Another day, and something new that must and will be remembered, shrink from it as I may. This afternoon, I met Helena on the stairs.

She stopped, and eyed me with a wicked smile; she held out her hand. "We are likely to meet often, while we are in the same house," she said; "hadn't we better consult appearances, and pretend to be as fond of each other as ever?"

I took no notice of her hand; I took no notice of her shameless proposal. She tried again: "After all, it isn't my fault if Philip likes me better than he likes you. Don't you see that?" I still refused to speak to her. She still persisted. "How black you look, Eunice! Are you sorry you didn't kill me, when you had your hands on my throat?"

I said: "Yes."

She laughed, and left me. I was obliged to sit down on the stair --I trembled so. My own reply frightened me. I tried to find out why I had said Yes. I don't remember being conscious of meaning anything. It was as if somebody else had said Yes--not I. Perhaps I was provoked, and the word escaped me before I could stop it. Could I have stopped it? I don't know.

. . . . . . .

Another sleepless night.

Did I pass the miserable hours in writing letters to Philip and then tearing them up? Or did I only fancy that I wrote to him? I have just looked at the fireplace. The torn paper in it tells me that I did write. Why did I destroy my letters? I might have sent one of them to Philip. After what has happened? Oh, no! no!

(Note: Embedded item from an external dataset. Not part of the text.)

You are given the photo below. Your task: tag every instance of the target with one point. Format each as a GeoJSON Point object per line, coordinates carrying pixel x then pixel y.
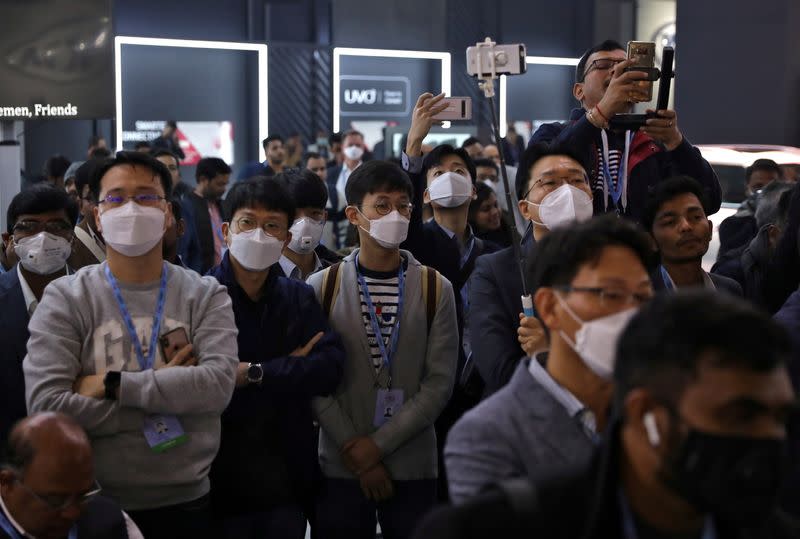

Having been many days away from the Girls' Scripture Class, it seemed to be possible that going back to the school and the teaching might help me to escape from myself.

Nothing succeeds with me. I found it impossible to instruct the girls as usual; their stupidity soon reached the limit of my patience--suffocated me with rage. One of them, a poor, fat, feeble creature, began to cry when I scolded her. I looked with envy at the tears rolling over her big round cheeks. If I could only cry, I might perhaps bear my hard fate with submission.

I walked toward home by a roundabout way; feeling as if want of sleep was killing me by inches.

In the High Street, I saw Helena; she was posting a letter, and was not aware that I was near her. Leaving the post-office, she crossed the street, and narrowly escaped being run over. Suppose the threatened accident had really taken place--how should I have felt, if it had ended fatally? What a fool I am to be putting questions to myself about things that have not happened!

The walking tired me; I went straight home.

Before I could ring the bell, the house door opened, and the doctor came out. He stopped to speak to me. While I had been away (he said), something had happened at home (he neither knew nor wished to know what) which had thrown my father into a state of violent agitation. The doctor had administered composing medicine. "My patient is asleep now," he told me; "but remember what I said to you the last time we met; a longer rest than any doctor's prescription can give him is what he wants. You are not looking well yourself, my dear. What is the matter?"

I told him of my wretched restless nights; and asked if I might take some of the composing medicine which he had given to my father. He forbade me to touch a drop of it. "What is physic for your father, you foolish child, is not physic for a young creature like you," he said. "Count a thousand, if you can't sleep to-night, or turn your pillow. I wish you pleasant dreams." He went away, amused at his own humor.

I found Selina waiting to speak with me, on the subject of poor papa.

She had been startled on hearing his voice, loud in anger. In the fear that something serious had happened, she left her room to make inquiries, and saw Helena on the landing of the flight of stairs beneath, leaving the study. After waiting till my sister was out of the way, Selina ventured to present herself at the study door, and to ask if she could be of any use. My father, walking excitedly up and down the room, declared that both his daughters had behaved infamously, and that he would not suffer them to speak to him again until they had come to their senses, on the subject of Mr. Dunboyne. He would enter into no further explanation; and he had ordered, rather than requested, Selina to leave him.